Before settling on the best all-mountain ski, make sure to check out the points below. 

Skiing Level

The best all-mountain skis are for skiers that have made it to the intermediate ability level. An intermediate skier can connect full parallel turns, stop on a dime, is starting to play with weight shifting between skis and is keen to explore variable terrain. Some all-mountain skis are for advanced or expert skiers. 

For beginner skiers, it’s important to select an all-mountain ski that’s flexible and shorter. Some all-mountain skis are fantastic for hammering out new skills, but they need to be forgiving and maneuverable. 

Type of Terrain

All-mountain skis can handle a lot of different terrain but usually perform best in a certain environment. There are all mountain skis taht reach their full potential in the bumps, groomers, trees, or on powder days. Make sure the conditions the ski is designed for occur with regularity wherever you ski most frequently.

Ski Width

The best all-mountain skis are wider than carving skis but thinner than some backcountry skis and most powder skis. A good range for all-mountain skis is somewhere between 85 mm and 100 mm underfoot. A ski with a thinner width will excel on hard-pack but suffer in softer conditions. A ski with a wider width will excel in soft conditions but could get damaged in the hard pack. 
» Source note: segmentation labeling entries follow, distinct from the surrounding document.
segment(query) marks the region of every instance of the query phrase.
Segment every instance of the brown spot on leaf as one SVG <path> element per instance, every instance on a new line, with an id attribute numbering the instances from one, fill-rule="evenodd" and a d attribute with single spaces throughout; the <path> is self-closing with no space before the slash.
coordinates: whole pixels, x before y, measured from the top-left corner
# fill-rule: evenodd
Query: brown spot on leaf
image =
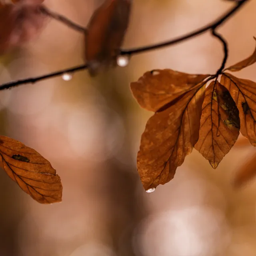
<path id="1" fill-rule="evenodd" d="M 22 162 L 26 162 L 27 163 L 29 162 L 29 159 L 23 156 L 20 155 L 13 155 L 12 158 L 16 160 L 18 160 L 19 161 L 22 161 Z"/>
If you’re wondering about ski length, visit our article here

Ski Profile: Rocker & Camber

Camber is a natural bend in the shape of a ski. It is most obvious when laying a ski down on a flat surface and looking at it from the side. If a ski has a camber, you’ll see that the middle of the ski is elevated. 

The purpose of camber is to help maintain edge control while skiing. When you turn, you push down on your skis, which pushes down the camber. When you exit a turn, the pressure is relieved, and with the natural camber, you’ll bounce back up faster and with less energy burned.

Rocker is a camber in reverse. In this scenario, the center of the ski is the lowest to the surface, while the ski bends up at the tip and tail. More rocker and less camber means your maneuverability increases but your stability at speed and on icy terrain goes down.

The best all-mountain skis will usually come in a few varieties. You can have a hybrid rocker profile with camber underfoot. Some backcountry skis have a full rocker with no camber, and some others have rocker up font, camber underfoot and a flatter tail.

Ski Bindings and Boots

Skis are only one part of the equation. Make sure to check out our selection of men’s ski boots and women’s ski boots. To tie it all together, take a look at our selection of bindings as well.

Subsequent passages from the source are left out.